Reyes operated a gas station, a liquor store and a shoe store in Douglas, which all failed, acquaintances said. Reyes, 41, and his wife, Yolanda, filed for bankruptcy in May of last year.
Among the listed creditors is Elise S. Ritter of Stony Brook, N.Y. She wrote that she wired Reyes $20,000 to a Norwest Bank account in Douglas on Dec. 1, 1997, expecting to obtain a child in return.
When she didn't have the child by February last year, Ritter phoned Reyes, she said in a court document. Reyes told her he no longer had the money.
Ritter accused him of fraud and embezzlement in a court filing. But the two sides came to an agreement in March that Reyes would pay Ritter back $21,000, plus 9 percent interest over 36 months.
Ritter declined to comment when reached at her home yesterday.
Reyes, one of seven children in a prominent Douglas-Agua Prieta family, has four children of his own. About 20 members of Reyes' family packed three rows of the courtroom yesterday but declined to comment.
``The whole thrust of our case is he never meant to cause any harm to anyone,'' his attorney, Ivan Abrams, said yesterday after asking a judge to release his client on bond.
Assistant U.S. Attorney Steve Yarbrough argued at the hearing that Reyes might flee to Mexico if he were allowed to post bond. Until November last year, Reyes, who has dual citizenship, ran a law practice next to the U.S. border in Agua Prieta, Sonora, and he has friends and family south of the border.
But Abrams said that criminal charges against Reyes in Mexico prevent him from fleeing there.
U.S. Magistrate Nancy Fiora promised to decide today whether Reyes can post bond. Also yesterday, Reyes decided not to contest his removal to New York, where the case will be tried.
Reyes' co-defendants in New York, Arlene Reingold and Arlene Lieberman, were arrested May 25. Each has posted a $150,000 bond and has been released.
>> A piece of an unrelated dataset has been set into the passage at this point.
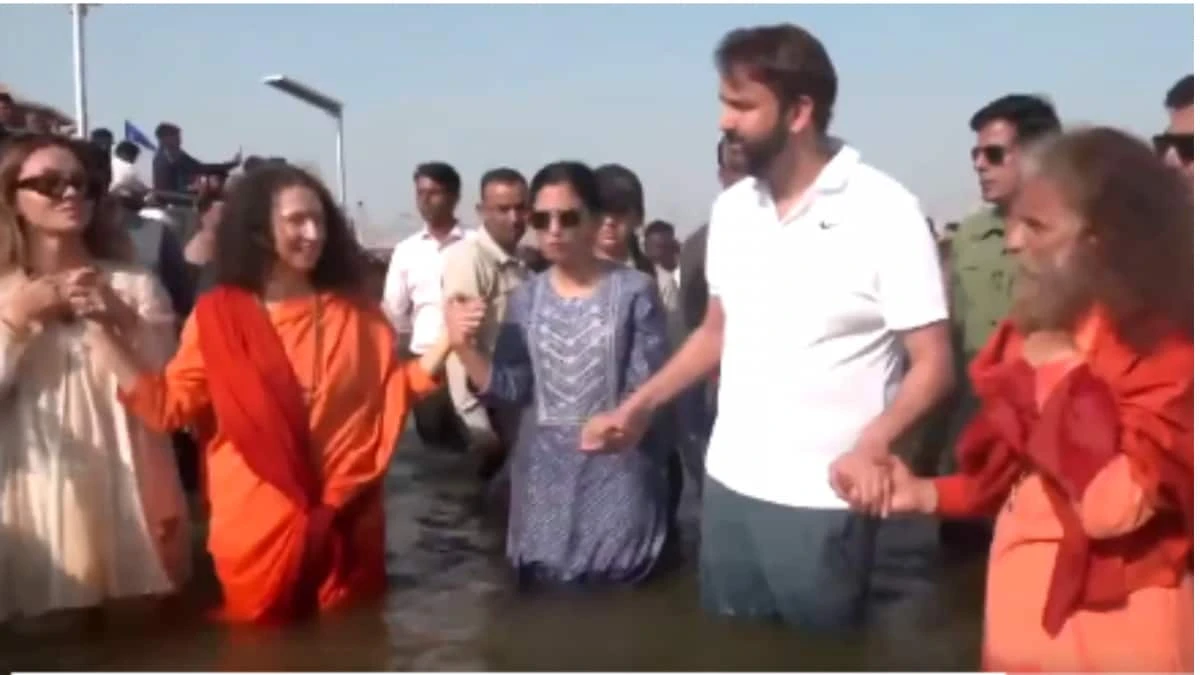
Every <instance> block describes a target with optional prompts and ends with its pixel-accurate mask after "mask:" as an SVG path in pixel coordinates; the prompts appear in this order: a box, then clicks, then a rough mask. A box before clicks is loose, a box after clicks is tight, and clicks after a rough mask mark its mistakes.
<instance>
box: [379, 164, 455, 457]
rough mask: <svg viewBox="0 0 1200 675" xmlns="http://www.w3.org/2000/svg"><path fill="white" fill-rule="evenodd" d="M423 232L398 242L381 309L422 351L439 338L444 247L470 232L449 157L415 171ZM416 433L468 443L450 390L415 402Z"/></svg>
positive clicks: (441, 331) (453, 445) (398, 341)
Federal prosecutors accuse Reyes, Reingold and Lieberman of conspiring in 17 cases to bring Mexican babies across the border and adopt them out to American parents for $20,000 or more apiece. They are also charged with mail fraud and wire fraud.
Prosecutors allege the crimes amounted to a well-planned baby-trafficking network. Mexican investigators came to the same conclusion last year and charged Reyes and several associates.
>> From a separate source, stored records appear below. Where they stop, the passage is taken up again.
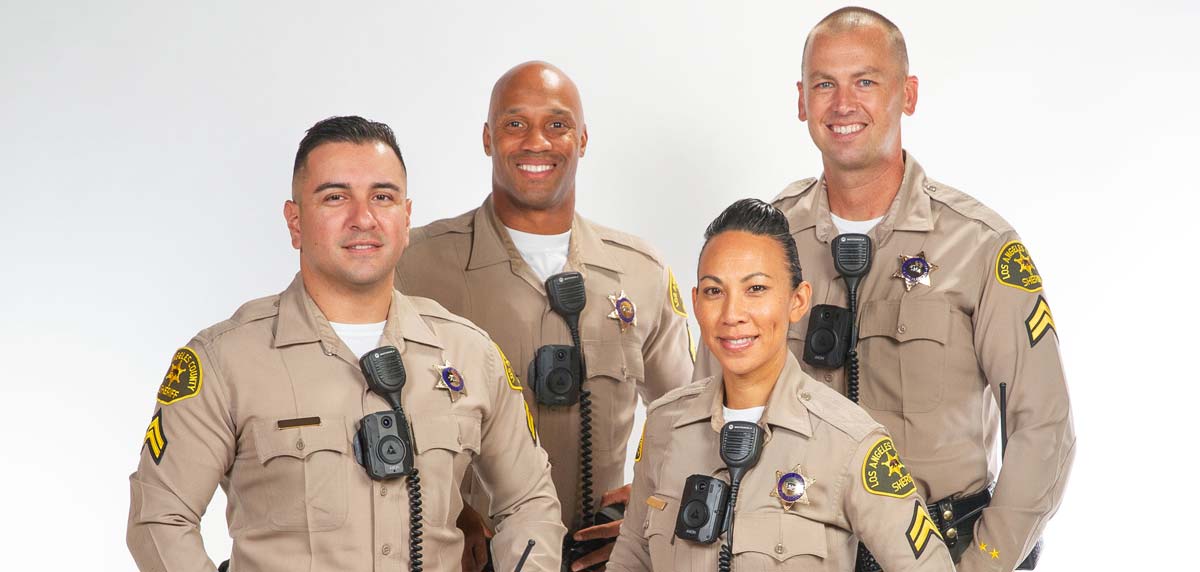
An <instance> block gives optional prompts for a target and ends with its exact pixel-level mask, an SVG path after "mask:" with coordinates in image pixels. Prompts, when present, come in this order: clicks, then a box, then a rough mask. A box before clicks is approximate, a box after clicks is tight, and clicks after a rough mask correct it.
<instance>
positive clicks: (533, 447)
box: [475, 345, 566, 572]
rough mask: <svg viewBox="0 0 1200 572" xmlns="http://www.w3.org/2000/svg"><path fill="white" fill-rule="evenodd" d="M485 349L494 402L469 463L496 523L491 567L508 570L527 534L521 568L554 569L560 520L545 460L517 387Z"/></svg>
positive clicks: (497, 357) (555, 569) (550, 481)
mask: <svg viewBox="0 0 1200 572" xmlns="http://www.w3.org/2000/svg"><path fill="white" fill-rule="evenodd" d="M488 353H490V356H488V360H487V362H488V378H490V379H491V381H492V387H491V391H492V393H493V401H492V403H493V405H494V407H493V408H492V410H491V415H488V417H487V419H485V420H484V422H482V442H481V446H480V453H479V457H478V458H476V460H475V469H476V471H478V475H479V478H480V482H481V486H482V487H484V489H485V493H486V495H487V498H490V499H491V505H490V508H488V516H490V517H491V518H492V519H493V520H494V522H496V523H497V524H496V536H494V537H493V538H492V554H493V556H494V559H496V570H514V568H515V567H516V564H517V560H520V559H521V554H522V553H523V552H524V549H526V546H527V544H528V542H529V541H530V540H533V541H535V542H536V544H535V546H534V548H533V550H532V552H530V553H529V559H528V560H527V561H526V564H524V568H523V570H528V571H536V570H545V571H552V572H557V571H558V570H559V562H560V560H562V546H563V536H564V535H565V534H566V528H564V526H563V523H562V522H560V518H562V517H560V513H559V505H558V495H557V494H556V493H554V483H553V481H551V476H550V460H548V458H547V457H546V452H545V451H544V450H542V448H541V447H540V446H539V445H538V444H536V442H535V440H534V434H535V429H534V427H533V421H532V417H530V416H529V415H528V413H527V409H526V404H524V399H523V398H522V397H521V391H520V390H514V389H510V387H509V383H508V375H506V373H505V369H504V366H503V359H502V357H500V354H499V350H498V349H497V348H496V347H494V345H493V347H491V348H490V349H488Z"/></svg>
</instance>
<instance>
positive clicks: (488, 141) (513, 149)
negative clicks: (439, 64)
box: [484, 62, 588, 210]
mask: <svg viewBox="0 0 1200 572" xmlns="http://www.w3.org/2000/svg"><path fill="white" fill-rule="evenodd" d="M587 144H588V134H587V128H586V127H584V126H583V108H582V104H581V103H580V94H578V91H577V90H576V88H575V84H572V83H571V80H570V79H569V78H566V76H564V74H563V73H562V72H559V71H558V70H557V68H554V67H553V66H550V65H547V64H541V62H530V64H523V65H521V66H517V67H515V68H512V70H511V71H509V72H508V73H505V74H504V77H502V78H500V79H499V82H497V84H496V88H494V89H493V91H492V103H491V109H490V112H488V120H487V124H485V125H484V152H485V153H487V156H490V157H492V192H493V195H496V200H497V201H505V203H509V204H512V205H514V206H516V207H517V209H526V210H550V209H554V207H557V206H560V205H563V203H564V201H565V200H568V199H569V198H574V193H575V169H576V167H577V164H578V159H580V157H582V156H583V153H584V151H586V150H587Z"/></svg>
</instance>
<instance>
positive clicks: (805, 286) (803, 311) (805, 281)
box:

Cooperating with the U.S. government has not paid off yet for Reyes.
Told by friends that federal agents were investigating him, Reyes and his lawyer contacted the Immigration and Naturalization Service in April, Abrams said.
On May 3, Reyes spoke with agents and prosecutors in Tucson for seven hours. But Reyes was unexpectedly arrested last Wednesday.
The criminal complaint against him cites the May conversation as evidence against Reyes.
``It's a shoddy way to treat somebody who's cooperating,'' Abrams said after yesterday's hearing.